= Karen Roeds =

Karen Roeds (died 1620), was a Danish woman who was executed for witchcraft. She was one of the victims of the great Danish witch hunt of 1617–1625, and a typical example of those accused; almost all of the characteristics of her trial were typical of the trials during the witch hunt of 1617-1625.

==Background==
In October 1617, the witchcraft act Trolddomsforordningen af 1617 was introduced in Danish law, which made witch persecutions much easier and which was accompanied with an instruction by the king to local authorities and parish vicars to make use of it by investigating any suspected sorcery in their parishes. This resulted in the outbreak of a witch panic and a witch hunt in Denmark lasting for eight years until 1625, the documentation of which are preserved from the region of Jylland.

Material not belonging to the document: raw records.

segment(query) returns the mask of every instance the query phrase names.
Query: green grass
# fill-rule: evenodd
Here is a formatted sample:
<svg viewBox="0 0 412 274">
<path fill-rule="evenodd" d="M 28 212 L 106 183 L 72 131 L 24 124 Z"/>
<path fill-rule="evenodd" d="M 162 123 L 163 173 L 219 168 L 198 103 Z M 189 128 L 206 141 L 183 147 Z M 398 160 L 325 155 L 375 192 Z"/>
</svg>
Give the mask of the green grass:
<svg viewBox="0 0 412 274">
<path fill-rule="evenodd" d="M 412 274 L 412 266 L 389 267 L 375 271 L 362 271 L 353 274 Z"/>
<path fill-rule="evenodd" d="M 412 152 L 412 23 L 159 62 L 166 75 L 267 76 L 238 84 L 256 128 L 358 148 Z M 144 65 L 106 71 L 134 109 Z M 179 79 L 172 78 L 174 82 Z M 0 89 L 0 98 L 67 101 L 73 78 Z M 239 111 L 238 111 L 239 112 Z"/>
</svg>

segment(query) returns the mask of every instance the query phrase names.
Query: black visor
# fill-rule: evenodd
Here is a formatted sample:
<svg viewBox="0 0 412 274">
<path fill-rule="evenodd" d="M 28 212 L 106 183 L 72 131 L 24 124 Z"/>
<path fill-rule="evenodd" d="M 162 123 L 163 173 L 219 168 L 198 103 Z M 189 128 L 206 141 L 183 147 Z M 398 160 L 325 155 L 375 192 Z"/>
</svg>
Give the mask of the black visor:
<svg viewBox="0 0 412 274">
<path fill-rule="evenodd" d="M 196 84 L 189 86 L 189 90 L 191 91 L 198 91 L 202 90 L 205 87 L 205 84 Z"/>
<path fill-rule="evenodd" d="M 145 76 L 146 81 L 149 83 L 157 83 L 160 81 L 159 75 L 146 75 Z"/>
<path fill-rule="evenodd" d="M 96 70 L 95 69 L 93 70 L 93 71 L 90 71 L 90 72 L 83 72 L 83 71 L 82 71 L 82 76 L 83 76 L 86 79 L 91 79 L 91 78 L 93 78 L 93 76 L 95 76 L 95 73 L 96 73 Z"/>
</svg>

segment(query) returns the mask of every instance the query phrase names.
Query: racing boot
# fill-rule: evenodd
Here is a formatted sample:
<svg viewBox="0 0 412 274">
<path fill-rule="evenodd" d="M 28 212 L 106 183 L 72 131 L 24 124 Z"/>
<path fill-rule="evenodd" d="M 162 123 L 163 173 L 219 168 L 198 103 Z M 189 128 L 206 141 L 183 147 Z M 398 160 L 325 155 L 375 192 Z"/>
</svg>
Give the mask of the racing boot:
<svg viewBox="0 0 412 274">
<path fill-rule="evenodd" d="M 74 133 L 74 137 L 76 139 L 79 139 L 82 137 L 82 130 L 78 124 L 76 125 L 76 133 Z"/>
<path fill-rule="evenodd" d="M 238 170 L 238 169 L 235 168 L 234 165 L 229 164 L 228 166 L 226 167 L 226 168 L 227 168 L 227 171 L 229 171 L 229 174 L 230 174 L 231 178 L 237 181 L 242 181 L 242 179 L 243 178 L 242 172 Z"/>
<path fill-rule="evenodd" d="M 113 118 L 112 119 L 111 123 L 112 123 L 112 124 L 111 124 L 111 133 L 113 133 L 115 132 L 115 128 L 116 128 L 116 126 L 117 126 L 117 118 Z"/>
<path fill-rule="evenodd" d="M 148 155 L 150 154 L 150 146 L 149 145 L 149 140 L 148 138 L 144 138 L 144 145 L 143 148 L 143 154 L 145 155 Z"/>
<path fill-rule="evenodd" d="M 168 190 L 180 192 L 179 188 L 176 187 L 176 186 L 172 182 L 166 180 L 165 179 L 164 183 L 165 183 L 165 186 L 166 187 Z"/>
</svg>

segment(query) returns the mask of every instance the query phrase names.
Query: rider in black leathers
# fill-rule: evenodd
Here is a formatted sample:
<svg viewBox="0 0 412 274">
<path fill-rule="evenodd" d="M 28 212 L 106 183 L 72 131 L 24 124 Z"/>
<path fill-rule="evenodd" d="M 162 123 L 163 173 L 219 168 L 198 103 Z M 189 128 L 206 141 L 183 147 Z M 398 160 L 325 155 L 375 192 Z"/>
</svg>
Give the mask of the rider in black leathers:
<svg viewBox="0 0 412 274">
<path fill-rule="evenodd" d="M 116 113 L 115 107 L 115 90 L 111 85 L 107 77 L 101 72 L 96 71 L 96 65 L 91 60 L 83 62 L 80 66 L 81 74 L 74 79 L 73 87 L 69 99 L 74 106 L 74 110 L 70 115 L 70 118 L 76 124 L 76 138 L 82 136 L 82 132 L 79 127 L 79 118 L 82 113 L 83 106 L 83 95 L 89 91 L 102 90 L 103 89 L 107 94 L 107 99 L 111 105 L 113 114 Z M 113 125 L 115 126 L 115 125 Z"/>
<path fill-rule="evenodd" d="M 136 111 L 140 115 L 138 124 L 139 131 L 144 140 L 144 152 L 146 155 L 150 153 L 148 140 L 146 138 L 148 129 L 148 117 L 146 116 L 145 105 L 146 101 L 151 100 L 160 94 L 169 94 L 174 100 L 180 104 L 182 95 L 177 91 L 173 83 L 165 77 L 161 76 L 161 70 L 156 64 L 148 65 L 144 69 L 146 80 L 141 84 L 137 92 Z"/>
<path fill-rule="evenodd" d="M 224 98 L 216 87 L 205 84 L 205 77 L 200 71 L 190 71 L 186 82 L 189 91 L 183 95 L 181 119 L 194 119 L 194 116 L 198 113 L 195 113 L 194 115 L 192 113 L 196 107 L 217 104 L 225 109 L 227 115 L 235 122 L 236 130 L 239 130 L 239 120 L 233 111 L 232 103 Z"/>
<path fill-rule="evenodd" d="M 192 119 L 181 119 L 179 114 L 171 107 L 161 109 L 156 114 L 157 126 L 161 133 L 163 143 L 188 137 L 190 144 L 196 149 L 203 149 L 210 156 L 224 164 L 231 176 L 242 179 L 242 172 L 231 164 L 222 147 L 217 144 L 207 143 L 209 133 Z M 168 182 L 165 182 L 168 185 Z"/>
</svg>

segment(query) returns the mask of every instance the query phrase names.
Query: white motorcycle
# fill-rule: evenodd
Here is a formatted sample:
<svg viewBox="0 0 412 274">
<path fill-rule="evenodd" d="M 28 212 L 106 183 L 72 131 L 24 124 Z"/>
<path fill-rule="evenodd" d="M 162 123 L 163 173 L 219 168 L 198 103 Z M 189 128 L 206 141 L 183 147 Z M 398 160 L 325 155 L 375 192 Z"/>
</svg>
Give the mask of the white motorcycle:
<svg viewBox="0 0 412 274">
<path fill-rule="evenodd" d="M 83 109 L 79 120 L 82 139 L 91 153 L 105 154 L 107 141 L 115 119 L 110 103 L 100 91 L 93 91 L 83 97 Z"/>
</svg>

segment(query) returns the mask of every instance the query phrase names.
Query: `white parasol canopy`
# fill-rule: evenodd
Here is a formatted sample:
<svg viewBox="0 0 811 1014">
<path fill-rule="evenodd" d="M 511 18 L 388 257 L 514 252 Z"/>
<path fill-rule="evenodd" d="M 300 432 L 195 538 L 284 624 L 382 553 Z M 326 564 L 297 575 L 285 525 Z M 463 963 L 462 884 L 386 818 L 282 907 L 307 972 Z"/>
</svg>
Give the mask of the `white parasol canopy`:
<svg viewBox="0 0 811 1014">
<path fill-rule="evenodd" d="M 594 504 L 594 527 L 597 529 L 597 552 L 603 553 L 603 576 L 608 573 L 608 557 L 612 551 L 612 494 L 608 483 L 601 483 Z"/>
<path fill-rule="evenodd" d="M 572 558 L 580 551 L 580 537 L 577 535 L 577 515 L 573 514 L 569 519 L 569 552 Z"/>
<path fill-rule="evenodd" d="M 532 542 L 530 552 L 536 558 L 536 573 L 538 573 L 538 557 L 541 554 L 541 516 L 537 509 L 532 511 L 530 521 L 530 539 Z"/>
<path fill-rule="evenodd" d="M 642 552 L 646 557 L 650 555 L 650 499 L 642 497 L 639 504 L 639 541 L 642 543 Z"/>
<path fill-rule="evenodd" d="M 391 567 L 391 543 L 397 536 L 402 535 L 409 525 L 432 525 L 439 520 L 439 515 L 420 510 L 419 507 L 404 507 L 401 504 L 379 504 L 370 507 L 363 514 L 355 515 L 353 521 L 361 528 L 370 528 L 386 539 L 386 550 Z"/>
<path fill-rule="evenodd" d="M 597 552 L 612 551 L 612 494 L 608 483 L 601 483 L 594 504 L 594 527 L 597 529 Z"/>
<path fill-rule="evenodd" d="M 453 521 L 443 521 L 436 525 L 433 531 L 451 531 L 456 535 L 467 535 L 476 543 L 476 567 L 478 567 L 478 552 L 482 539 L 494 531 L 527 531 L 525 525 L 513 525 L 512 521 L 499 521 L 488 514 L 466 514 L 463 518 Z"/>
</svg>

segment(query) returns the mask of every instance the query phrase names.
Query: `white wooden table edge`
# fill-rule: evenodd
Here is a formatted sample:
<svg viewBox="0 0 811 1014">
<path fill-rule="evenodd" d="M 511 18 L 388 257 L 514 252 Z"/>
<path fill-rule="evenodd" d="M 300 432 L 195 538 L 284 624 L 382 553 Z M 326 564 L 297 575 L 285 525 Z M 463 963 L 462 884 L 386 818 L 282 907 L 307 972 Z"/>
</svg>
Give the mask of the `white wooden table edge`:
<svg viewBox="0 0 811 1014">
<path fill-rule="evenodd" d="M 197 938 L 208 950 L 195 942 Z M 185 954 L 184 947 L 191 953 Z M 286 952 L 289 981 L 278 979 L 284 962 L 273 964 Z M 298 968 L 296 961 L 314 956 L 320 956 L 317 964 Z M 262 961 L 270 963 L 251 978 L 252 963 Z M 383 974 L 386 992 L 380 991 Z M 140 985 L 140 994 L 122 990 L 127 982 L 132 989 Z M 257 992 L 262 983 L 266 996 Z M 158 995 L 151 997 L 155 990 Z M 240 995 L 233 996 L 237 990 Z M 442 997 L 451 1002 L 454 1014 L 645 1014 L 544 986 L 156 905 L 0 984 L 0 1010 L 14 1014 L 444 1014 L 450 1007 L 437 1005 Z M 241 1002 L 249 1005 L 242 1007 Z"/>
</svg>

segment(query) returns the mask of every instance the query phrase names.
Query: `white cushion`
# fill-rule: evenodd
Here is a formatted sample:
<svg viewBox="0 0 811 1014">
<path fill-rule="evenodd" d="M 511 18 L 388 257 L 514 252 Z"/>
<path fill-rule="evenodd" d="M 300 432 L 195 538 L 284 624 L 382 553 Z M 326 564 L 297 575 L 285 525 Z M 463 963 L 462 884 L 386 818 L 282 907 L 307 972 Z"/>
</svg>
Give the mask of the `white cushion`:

Karen Roeds was a poor married woman from the peasantry in about sixty years of age, who had been reputed to be involved in witchcraft for many years and who appears to have been named a witch by an already accused "witch" under torture, all of which made her a typical representative of the people who were charged for witchcraft during the great Danish witch hunt of 1617-1625. Her spouse attempted to gather witnesses willing to testify to her defense, but failed because such testimonies would risk them to become incriminated as well, which was also typical.

==Trial==
Roeds was put on trial in Ribe on 13 July 1620. As was customary in the Danish witch trials of 1617-25, when a suspect was put on trial, any one with any knowledge of potential witchcraft was invited to testify. She was accused of owning a wax doll given to her by a male lodger; the doll had been carried close to a woman who had then ritually given birth to it. Such dolls were common in Danish magic, and used as voodoo dolls do cause harmful magic on others. She admitted having owned such a doll but claimed that she had destroyed it. Secondly, she was accused of having caused a man to become ill and die after a conflict and an argument about money; the widow testified that her late spouse had become ill and died after an argument with Roeds. Thirdly, she was accused of having caused a boy to become ill after he had harassed her grandchild for being the grandchild of a witch. This granddaughter was questioned and was made to confirm that she had once claimed that Roeds had taken her to a Witches' Sabbath. A woman who was married to Karen Roeds former stepfather claimed that Roeds' had made her husband impotent. A fisherman named Anders testified that he had a conflict with Roeds, and that she had sent him on an errand to a wizard, and that the travel there, which normally took 24 hours, had only taken five. A number of other people accused her of having caused illness and death by use of witchcraft.

==Verdict and execution==
Karen Roeds denied all accusations except the one about the wax doll and the story of her granddaughter: she claimed that she had owned a wax doll once but destroyed it, and when it came to the story of her granddaughter, she refused to comment at all. This, in combination with the fact that so many had testified against her and no one on her behalf, resulted in a conviction. After conviction, she was subjected to torture, which made her confess her own guilt and name twelve accomplices, all of them either already arrested or executed, or members of the poorest of society.

She was sentenced to be burned alive at the stake on 4 August 1620.